Une récente analyse de sous-groupe de l’essai HOVON-65/GMMG-HD4 – qui visait à comparer diverses stratégies sur le plan de l’efficacité en présence de certaines mutations influant sur le pronostic du MM – a de nouveau fait ressortir le rôle du traitement d’entretien par le bortézomib dans l’amélioration de la réponse. Lors de cette étude, des patients atteints d’un MM qui étaient aptes à subir une greffe ont été randomisés de façon à recevoir 3 cycles du schéma VnAD (vincristine+doxorubicine+dexaméthasone) ou du schéma VAD (bortézomib+doxorubicine+dexaméthasone). Des cellules souches hématopoïétiques ont ensuite été mobilisées en prévision de l’autogreffe, après quoi les patients du groupe VnAD recevaient un traitement d’entretien par la thalidomide (50 mg 1 fois/jour) et les patients du groupe VAD, un traitement d’entretien par le bortézomib (1,3 mg/m2 1 fois/2 semaines). L’analyse de sous-groupe, qui reposait sur la technique d’hybridation in situ en fluorescence (FISH), portait sur des anomalies génétiques et leur effet sur le pronostic.

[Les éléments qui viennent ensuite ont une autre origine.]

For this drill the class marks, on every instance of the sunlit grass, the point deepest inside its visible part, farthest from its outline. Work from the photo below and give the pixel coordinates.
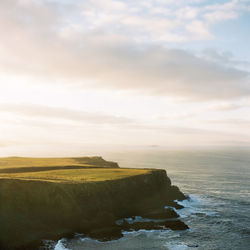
(22, 162)
(76, 175)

«Les anomalies chromosomiques qui ont eu le plus d’impact sur le pronostic ont été la translocation (4;14), la délétion du chromosome 17(p13) et le gain du chromosome 1(q21), chacune ayant été associée significativement avec un sombre pronostic sur le plan de la SSP et de la SG», affirme le Dr Hartmut Goldschmidt, Hôpital universitaire, Heidelberg, Allemagne. On a toutefois constaté que cette association était dépendante du traitement. En particulier, la médiane de SSP était 2 fois moins longue en présence de l’anomalie t(4;14) chez les patients sous VnAD, mais pas chez les patients sous VAD. Après 3 ans, le taux de SG des patients porteurs de l’anomalie t(4;14) était de 39 % sous VnAD vs 76 % sous VAD. En l’absence de t(4;14), le taux de SG s’élevait à 87 % sous VAD.

«Bien que le pronostic ait tout de même été plus sombre en présence de l’anomalie t(4;14) qu’en son absence, l’impact négatif de cette anomalie sur la SSP a presque été neutralisé entièrement par le traitement à base de bortézomib», fait valoir le Dr Goldschmidt. Bien qu’il n’ait pas tenté de quantifier l’effet indépendant du traitement d’entretien par le bortézomib sur l’efficacité en présence de l’anomalie t(4;14), il estime que les schémas d’induction et d’entretien ont probablement contribué à l’avantage relatif.

Résumé

Dans les guides de pratique sur le MM, on continue d’énumérer plusieurs schémas possibles en première intention, mais les données présentées récemment étayent le rôle des agents innovants à la fois dans les schémas d’induction et d’entretien. Bien que le traitement de nombreuses formes de MM ne soit pas à visée curative, la possibilité d’une prolongation de la SSP grâce à des traitements raisonnablement bien tolérés et efficaces représente un progrès important. Diverses études présentées au congrès de l’ASH, dont celle de Dimopoulos et al. qui regroupait 432 patients (affiche 3027) et dans laquelle l’ajout de dexaméthasone au bortézomib en monothérapie a augmenté les taux de RC dans le MM récidivant, feront presque assurément évoluer la définition du traitement optimal du MM. Cela dit, la hiérarchie relative des schémas de première intention, de secours et d’entretien se dessine de plus en plus clairement.